Brutal Fact No. 2: MPSERS. EMU is one of seven institutions participating in the Michigan Public School Employees Retirement System - an unfunded state mandate for retiree health care benefits that is strangling us. Costs for MPSERS have more than doubled since 1998. The cost to the University in FY 2005 was $4,845,175, an increase of $252,723 over FY 2004. It is estimated that the FY 2006 composite benefit cost will increase to $5,536,866 - an amount equal to a 5.5 percent tuition hike. It is clear that MPSERS places an unfair burden on the seven institutions affected.

We join President Eisler of Ferris State University, who spoke to you Feb. 24, in asking for relief from the burden of this unfunded mandate. We support his request that you deduct the cost of MPSERS when calculating and comparing institutional costs among the 15 state universities. This, at the very least, would provide a more objective cost comparison. We also urge your support in seeking long-term solutions to this fiscal challenge.

Brutal Fact No. 3: Funding. It's a little presumptuous to hit this group over the head with this since you have been the flag bearers supporting higher education among your senate colleagues, but we must, we simply must, make up the ground we have lost over the past few years if we are to stay competitive.

One line from the Cherry Commission Report rings so very true that it should be printed on a three-by-five card and distributed to every member of the legislature when budget discussions take place. That line is this: "Education levels determine Michigan residents' income levels and either limit or expand their opportunities for future economic gains."

While the proposed 2 percent increase in the governor's budget is welcome after the last two years of brutal cuts, the proposed increase will only return our per-student funding to 1996 levels. The increase isn't nearly enough to sustain the greatness let alone make the kinds of quantum leaps necessary to catch and pass our national peers.

It's not news that in the last two years, while Michigan was increasing funding by a mere 1.7 percent, 22 states — our competitors in the marketplace — increased higher education funding by more than 10 percent. And of those 22, nine increased it by more than 15 percent.

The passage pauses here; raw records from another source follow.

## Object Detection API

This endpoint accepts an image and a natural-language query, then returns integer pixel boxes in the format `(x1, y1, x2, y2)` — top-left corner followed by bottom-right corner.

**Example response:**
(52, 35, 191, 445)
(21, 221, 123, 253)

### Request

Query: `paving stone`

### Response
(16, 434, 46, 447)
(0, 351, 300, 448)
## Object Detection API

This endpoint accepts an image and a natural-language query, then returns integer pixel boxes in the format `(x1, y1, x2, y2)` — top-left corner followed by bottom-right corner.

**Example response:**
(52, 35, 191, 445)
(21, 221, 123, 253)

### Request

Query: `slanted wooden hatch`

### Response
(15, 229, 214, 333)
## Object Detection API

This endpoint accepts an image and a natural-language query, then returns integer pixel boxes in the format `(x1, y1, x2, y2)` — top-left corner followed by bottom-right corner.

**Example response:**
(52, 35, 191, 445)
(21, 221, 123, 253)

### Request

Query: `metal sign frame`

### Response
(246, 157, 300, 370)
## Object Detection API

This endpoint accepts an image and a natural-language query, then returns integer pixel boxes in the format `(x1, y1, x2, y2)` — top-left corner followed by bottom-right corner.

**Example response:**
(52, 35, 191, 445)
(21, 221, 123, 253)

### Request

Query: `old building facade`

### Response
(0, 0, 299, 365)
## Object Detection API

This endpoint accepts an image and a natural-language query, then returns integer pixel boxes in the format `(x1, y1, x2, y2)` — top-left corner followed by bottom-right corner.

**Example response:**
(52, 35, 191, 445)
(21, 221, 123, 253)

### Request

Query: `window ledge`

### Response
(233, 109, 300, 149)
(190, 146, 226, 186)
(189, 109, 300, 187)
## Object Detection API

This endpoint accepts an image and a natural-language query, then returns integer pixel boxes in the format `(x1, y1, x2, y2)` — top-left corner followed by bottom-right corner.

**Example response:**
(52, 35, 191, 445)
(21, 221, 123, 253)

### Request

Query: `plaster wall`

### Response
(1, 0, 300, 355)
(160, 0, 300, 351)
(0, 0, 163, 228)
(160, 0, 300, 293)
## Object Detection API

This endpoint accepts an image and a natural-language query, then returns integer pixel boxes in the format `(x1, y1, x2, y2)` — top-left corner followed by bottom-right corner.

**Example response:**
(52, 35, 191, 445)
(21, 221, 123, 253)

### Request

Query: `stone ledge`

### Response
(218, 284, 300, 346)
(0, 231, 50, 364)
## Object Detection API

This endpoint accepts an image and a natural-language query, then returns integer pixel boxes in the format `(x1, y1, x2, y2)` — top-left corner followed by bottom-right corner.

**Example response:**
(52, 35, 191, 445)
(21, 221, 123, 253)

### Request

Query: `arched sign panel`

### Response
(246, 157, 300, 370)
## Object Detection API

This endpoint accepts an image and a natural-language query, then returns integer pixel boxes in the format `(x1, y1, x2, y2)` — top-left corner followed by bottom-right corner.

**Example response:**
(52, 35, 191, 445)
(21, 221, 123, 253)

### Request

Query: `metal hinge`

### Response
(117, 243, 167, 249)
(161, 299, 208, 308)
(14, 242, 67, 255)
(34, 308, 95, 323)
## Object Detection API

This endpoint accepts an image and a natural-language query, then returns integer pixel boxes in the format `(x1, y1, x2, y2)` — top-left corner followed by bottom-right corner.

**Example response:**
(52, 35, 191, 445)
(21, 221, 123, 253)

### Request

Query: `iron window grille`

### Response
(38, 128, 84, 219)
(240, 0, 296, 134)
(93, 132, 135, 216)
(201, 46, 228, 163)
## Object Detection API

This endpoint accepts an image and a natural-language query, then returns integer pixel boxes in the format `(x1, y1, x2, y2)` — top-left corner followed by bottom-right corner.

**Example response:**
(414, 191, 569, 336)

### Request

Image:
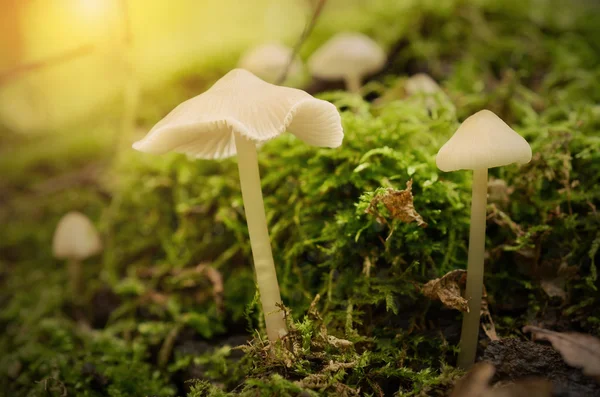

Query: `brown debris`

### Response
(450, 362, 552, 397)
(366, 179, 427, 230)
(539, 278, 567, 301)
(450, 362, 495, 397)
(490, 379, 553, 397)
(481, 287, 499, 341)
(196, 263, 224, 313)
(421, 269, 469, 312)
(523, 325, 600, 382)
(327, 335, 353, 349)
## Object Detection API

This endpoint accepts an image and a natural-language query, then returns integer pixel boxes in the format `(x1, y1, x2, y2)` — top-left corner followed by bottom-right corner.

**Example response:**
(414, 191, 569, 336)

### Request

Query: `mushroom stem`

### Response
(345, 74, 362, 93)
(458, 167, 488, 369)
(68, 258, 82, 300)
(234, 132, 288, 342)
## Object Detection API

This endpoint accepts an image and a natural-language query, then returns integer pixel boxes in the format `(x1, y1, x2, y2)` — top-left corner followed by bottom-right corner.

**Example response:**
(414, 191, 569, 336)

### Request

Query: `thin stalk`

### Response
(458, 167, 488, 369)
(234, 133, 287, 342)
(68, 258, 82, 300)
(276, 0, 328, 85)
(345, 74, 362, 93)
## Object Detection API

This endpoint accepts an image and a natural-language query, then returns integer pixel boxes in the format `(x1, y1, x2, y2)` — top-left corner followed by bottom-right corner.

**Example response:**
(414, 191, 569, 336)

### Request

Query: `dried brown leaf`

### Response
(488, 379, 553, 397)
(523, 325, 600, 381)
(366, 179, 427, 228)
(421, 269, 469, 312)
(539, 278, 567, 301)
(450, 363, 552, 397)
(450, 362, 495, 397)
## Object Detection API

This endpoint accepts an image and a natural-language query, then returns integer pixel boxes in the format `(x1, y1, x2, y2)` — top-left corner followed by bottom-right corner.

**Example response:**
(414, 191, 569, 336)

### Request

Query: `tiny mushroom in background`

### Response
(404, 73, 441, 95)
(133, 68, 343, 343)
(53, 211, 103, 300)
(238, 43, 304, 85)
(436, 109, 532, 369)
(308, 32, 386, 93)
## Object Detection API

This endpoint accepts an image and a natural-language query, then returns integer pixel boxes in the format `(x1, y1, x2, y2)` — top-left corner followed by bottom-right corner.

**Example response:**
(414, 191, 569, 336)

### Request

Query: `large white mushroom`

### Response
(308, 32, 386, 93)
(53, 211, 103, 298)
(436, 109, 532, 369)
(133, 68, 343, 342)
(238, 43, 304, 85)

Creating jobs in Michigan — keeping talent in Michigan — making Michigan a greater state — requires a greater sustained investment in our educational engine.

We also have deep reservations about any rigid formulaic approach to funding - not only whether it's good policy, but whether the categories chosen are in fact the right ones to use as benchmarks for effectiveness. For institutions like EMU that serve a large population of part-time and transfer students, the current formulas can be punitive.

We are also properly nervous about the rush to create public policy at the ballot box instead of in the House and Senate chambers. We pledge to work with you and your colleagues to foster the rich debate and discourse necessary to help reach educated conclusions and solutions to this challenge.

Senators, let me conclude by saying Michigan was barely a teenager when EMU, then known as Michigan State Normal School, held its first class 153 years ago this month. Today, more than 100,000 EMU graduates live in Michigan, and comprise about 5 percent of all state residents with a college degree.

Our state motto is "If you seek a pleasant peninsula, look about you."

I say; if you seek a university that is remarkably accessible, genuinely engaged and recognized internationally for its preparation of educational personnel, look no further than zip code 48197. EMU makes Michigan a greater state.

Thank you. I would be pleased to answer any questions you have.